Fiquei envergonhada, e ele continuou.
"E tu sabes esta história decore, durante anos que a sabes, tal como eu. E também sabes que eu sempre te amei"
"Mentiroso."
"Nadinha. Sempre te amei, mas tenho de admitir que a tua prima, bolas! Que pedaço."
"Fora. Daqui. Já."
"Não. Não acabei. Quebrei a minha promessa, e tu bem sabes que eu já me cansara da tua paranóia da altura. Mas se houve algo que me fez voltar, foi a vontade irremediável de te querer de novo. E como irremediável que é, não te livrarás de mim tão cedo."

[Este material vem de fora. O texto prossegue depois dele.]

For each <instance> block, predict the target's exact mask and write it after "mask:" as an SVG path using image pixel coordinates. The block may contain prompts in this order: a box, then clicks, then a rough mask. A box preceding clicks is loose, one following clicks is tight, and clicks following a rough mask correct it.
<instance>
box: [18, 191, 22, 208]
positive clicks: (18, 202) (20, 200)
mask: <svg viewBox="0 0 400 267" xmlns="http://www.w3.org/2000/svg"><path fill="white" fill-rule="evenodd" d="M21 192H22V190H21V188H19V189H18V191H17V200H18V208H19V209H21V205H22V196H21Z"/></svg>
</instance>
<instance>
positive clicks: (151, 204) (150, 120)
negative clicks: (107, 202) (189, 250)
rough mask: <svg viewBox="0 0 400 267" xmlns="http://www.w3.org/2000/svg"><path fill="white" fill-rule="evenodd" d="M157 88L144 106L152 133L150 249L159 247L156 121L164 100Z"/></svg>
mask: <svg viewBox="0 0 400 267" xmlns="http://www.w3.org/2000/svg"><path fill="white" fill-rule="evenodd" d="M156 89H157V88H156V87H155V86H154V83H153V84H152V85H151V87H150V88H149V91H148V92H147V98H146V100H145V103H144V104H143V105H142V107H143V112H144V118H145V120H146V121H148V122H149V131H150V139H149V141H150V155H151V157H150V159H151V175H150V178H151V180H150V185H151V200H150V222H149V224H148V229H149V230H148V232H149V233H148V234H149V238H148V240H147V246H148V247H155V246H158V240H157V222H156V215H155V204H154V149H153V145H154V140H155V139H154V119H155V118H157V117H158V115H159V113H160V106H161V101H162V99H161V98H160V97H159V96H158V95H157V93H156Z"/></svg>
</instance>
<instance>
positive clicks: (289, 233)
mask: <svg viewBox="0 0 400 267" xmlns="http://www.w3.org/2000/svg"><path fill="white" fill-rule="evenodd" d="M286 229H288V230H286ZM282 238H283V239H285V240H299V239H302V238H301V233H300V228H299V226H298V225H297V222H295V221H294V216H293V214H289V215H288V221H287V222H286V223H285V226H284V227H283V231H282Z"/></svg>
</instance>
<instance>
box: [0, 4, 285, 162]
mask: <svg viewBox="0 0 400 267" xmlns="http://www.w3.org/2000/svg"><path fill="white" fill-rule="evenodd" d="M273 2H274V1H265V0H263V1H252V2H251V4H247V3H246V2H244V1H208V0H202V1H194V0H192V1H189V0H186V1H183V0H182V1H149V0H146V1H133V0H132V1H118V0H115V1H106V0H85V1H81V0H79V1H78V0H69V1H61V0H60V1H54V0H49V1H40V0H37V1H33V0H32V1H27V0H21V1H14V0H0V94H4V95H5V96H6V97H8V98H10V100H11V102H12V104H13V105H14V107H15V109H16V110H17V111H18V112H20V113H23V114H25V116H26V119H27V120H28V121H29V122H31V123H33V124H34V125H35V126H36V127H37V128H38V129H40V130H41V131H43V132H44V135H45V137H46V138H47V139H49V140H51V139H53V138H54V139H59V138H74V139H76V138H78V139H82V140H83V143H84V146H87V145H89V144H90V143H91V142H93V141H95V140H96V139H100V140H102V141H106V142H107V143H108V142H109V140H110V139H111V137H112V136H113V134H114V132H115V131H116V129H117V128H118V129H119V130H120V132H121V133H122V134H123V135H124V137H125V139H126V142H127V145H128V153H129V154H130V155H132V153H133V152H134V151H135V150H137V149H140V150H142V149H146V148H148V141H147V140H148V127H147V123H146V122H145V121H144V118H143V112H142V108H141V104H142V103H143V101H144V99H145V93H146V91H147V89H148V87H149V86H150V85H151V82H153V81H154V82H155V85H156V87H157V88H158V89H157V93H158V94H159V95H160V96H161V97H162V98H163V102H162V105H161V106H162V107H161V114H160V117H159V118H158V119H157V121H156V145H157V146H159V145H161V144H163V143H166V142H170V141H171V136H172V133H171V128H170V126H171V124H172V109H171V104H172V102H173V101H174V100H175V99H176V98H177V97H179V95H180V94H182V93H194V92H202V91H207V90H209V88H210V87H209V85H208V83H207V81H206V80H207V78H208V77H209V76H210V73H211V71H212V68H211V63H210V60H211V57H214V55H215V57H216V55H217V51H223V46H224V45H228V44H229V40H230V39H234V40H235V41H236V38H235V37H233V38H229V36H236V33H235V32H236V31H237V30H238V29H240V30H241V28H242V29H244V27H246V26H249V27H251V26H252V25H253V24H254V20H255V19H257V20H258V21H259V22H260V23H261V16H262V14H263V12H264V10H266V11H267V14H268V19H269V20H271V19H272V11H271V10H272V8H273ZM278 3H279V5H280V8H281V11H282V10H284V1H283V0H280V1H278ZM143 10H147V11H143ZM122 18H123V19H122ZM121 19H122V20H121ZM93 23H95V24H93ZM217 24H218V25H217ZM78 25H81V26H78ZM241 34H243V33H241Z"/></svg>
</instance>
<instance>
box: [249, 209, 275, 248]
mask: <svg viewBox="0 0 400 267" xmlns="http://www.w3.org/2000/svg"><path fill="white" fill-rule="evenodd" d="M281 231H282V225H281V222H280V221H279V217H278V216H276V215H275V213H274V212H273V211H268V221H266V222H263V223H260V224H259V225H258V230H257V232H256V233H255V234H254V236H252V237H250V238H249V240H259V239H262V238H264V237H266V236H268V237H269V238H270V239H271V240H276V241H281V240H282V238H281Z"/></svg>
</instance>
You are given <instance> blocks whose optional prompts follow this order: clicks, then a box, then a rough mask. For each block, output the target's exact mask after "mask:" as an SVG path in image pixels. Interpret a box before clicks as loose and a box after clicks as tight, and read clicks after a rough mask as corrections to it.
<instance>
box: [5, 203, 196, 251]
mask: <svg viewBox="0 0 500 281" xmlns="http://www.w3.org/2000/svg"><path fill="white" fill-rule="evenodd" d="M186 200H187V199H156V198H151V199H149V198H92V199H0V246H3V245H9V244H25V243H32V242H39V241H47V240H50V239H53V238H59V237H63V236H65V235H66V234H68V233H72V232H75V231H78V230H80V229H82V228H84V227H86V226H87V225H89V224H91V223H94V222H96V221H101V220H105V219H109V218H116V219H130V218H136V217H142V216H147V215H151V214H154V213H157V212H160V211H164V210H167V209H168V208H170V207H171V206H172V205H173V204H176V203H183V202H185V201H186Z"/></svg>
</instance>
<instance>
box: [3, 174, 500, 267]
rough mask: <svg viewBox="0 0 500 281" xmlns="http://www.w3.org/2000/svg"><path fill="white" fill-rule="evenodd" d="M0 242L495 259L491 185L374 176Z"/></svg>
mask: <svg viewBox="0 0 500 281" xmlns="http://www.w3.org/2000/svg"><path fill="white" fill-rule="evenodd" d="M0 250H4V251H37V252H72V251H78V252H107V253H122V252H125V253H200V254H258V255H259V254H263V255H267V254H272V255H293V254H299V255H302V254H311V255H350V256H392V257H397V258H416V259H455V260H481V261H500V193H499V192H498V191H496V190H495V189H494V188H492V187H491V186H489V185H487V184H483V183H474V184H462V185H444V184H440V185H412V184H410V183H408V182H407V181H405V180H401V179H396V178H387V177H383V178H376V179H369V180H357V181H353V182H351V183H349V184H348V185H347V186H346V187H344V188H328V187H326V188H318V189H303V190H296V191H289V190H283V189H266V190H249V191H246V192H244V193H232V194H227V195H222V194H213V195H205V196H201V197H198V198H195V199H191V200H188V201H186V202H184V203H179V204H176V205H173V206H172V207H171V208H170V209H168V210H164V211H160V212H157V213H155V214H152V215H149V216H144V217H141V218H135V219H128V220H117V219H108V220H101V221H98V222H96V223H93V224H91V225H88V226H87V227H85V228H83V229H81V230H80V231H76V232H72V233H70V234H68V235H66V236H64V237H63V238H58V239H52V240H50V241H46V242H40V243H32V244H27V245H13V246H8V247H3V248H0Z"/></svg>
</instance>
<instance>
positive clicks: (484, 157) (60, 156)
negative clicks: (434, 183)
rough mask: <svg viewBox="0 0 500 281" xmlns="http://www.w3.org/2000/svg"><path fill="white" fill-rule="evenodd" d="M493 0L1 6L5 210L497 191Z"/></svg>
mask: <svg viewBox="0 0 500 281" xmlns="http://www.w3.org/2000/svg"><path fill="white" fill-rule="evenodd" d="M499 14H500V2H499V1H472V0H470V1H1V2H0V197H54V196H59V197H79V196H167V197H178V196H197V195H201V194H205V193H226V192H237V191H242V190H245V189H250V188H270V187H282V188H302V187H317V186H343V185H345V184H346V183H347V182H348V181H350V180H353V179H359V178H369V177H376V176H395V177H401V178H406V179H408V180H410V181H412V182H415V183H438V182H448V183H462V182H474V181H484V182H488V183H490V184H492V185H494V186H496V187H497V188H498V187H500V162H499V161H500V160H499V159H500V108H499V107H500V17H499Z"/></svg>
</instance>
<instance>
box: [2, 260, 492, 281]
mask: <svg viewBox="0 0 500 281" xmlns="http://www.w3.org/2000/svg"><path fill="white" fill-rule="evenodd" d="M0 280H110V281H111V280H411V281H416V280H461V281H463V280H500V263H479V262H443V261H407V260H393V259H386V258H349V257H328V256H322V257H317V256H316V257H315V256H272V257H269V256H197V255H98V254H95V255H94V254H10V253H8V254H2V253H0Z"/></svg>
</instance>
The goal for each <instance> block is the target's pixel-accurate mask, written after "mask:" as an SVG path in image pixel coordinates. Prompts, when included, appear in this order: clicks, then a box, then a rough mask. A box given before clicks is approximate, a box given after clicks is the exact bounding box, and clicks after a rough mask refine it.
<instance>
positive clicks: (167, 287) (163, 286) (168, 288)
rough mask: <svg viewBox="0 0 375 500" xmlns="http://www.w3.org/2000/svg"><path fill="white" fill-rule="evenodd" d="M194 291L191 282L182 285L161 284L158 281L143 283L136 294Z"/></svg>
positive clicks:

Irremediável mulherengo. Não, mantém-te integra e firme, não é não.
Ele meteu as mãos na parede, encurralando-me.
Beijou-me. Quando acabou, cuspi-lhe na cara.
"Não!", gritei.
"Bem sabes que sim..."
Limpou o cuspo, agarrou-me com força, e não quis resistir mais.
Uma hora depois já estávamos a arfar debaixo de lençóis num quarto.
"Merda, como é que cheguei tão baixo?", pensei.


Quando acordei de manhã, ele não se encontrava ao meu lado. Nem em casa.
Tanto me senti aliviada como triste.
Ele fora-se embora, não está mais ao meu lado, e poderia de novo retomar a minha posição firme.
E houve um resquício de algo, sentido, que já lá não estava porque ele já lá não estava.
Que tristeza...




Este texto sofreu está livre de cortes e recortes. E não será reeditado.